Since doing this it is just getting stronger. 

Mr Immortal's picture
Mr Immortal

I’m going to kind of split the difference here, and say keep your current ratio, keep your current hydration level, and keep your current feeding schedule, with one exception:  instead of a p.m. feeding, do a p.m. stirring.

 

This will accomplish a couple things.  It will allow your yeasts to consume more of the available food sources present in your flour, and in turn the yeast colonies will continue to increase in size.  With an increase in the yeast’s population density, you are carrying over a larger (and therefore stronger) population of yeasts when you do a feeding.  Keep in mind that the “replace a feeding with a stirring” method is a short-term fix.  Continuing with this plan for too long will create the opposite effect; i.e. a starter that you can barely keep fed often enough.  At this point, the problems with your starter become a whole new issue (managing ratio vs timing in order to adjust sour-ness).

 

I like to think of the strength of my starter as a knife’s edge, and I imagine that feedings are a delicate balancing act, in which I am attempting straddle the almost non-existent line between “starving the yeasts” and “diluting (or over feeding) the yeasts”, either of which will cause a starter to become weaker over time.  In the beginning, or when a starter has been stressed, the knife’s edge is razor thin, and anything you do tips the balance one way or the other, quickly and by large amounts.  As a starter ages, or as it heals after being stressed, the knife’s edge becomes wider.  Changes made have smaller effects, and those effects take longer to become cumulative.  Eventually, the knife’s edge becomes a walkway.  Starters at this point are very stable, very few things can harm them, and very few things can change them.  However, that does not mean it’s impossible for a starter to wander, over time, ever closer to the edge of the path, until such time as they finally show the signs of having become either “starved” or “diluted”.

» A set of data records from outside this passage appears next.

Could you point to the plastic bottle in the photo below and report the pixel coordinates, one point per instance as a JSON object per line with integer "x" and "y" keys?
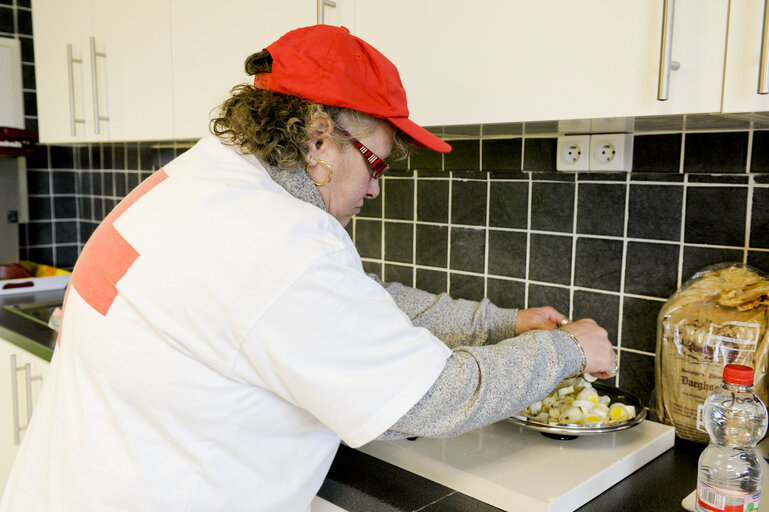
{"x": 728, "y": 472}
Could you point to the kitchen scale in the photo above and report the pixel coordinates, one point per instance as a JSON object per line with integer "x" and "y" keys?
{"x": 516, "y": 468}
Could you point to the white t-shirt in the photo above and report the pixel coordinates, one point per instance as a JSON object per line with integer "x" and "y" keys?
{"x": 219, "y": 338}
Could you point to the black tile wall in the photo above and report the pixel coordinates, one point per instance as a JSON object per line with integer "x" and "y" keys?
{"x": 492, "y": 218}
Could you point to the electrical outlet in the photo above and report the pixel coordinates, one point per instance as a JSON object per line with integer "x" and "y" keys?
{"x": 573, "y": 153}
{"x": 611, "y": 152}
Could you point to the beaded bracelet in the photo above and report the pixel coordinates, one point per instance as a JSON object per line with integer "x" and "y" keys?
{"x": 584, "y": 357}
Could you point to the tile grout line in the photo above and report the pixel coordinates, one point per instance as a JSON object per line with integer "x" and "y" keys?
{"x": 623, "y": 270}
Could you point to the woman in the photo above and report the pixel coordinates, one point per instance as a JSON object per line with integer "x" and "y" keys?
{"x": 220, "y": 336}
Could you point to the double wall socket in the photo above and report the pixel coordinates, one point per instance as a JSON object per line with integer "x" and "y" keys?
{"x": 596, "y": 152}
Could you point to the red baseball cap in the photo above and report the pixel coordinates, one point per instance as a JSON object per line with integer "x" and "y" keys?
{"x": 330, "y": 66}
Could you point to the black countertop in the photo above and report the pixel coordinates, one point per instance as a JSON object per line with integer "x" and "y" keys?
{"x": 30, "y": 336}
{"x": 358, "y": 482}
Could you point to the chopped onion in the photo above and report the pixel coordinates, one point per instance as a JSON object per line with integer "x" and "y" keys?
{"x": 576, "y": 402}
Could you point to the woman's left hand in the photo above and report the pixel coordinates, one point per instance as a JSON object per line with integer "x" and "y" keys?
{"x": 537, "y": 318}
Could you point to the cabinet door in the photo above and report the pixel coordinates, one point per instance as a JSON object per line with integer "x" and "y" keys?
{"x": 13, "y": 406}
{"x": 743, "y": 52}
{"x": 62, "y": 69}
{"x": 133, "y": 70}
{"x": 518, "y": 60}
{"x": 211, "y": 41}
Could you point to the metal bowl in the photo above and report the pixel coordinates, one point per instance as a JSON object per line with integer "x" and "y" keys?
{"x": 570, "y": 431}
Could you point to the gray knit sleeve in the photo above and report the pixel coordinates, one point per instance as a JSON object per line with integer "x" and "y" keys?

We must remain ever vigilant.  We must never fall prey to the idea that there is either a “one and only process I’ll ever need to follow” or a “one size fits all” approach.  Our starters will require constant tweaking, even though those tweaks will eventually become very small and seemingly insignificant.  

Benito's picture
Benito

My starter, John Dough, was sluggish recently and DanAyo offered me some good advice, to build an offshoot starter and strengthen it by keeping it on the counter for several days feeding it organic rye.

So I took a small amount of the starter and started to feed it 1:2:2 using the rye and feeing it twice a day.  After about 3 days I took offshoots from it and my original starter and compared them by feeding each of them 1:1:1 with whole wheat just to see how they would compare.  The rye doubled in far less time easily doubling in 3 hour or less at 80ºF.

So I am now using my enhanced turbocharged starter based on my original and it is back to being fed whole red fife and being refrigerated until I need it.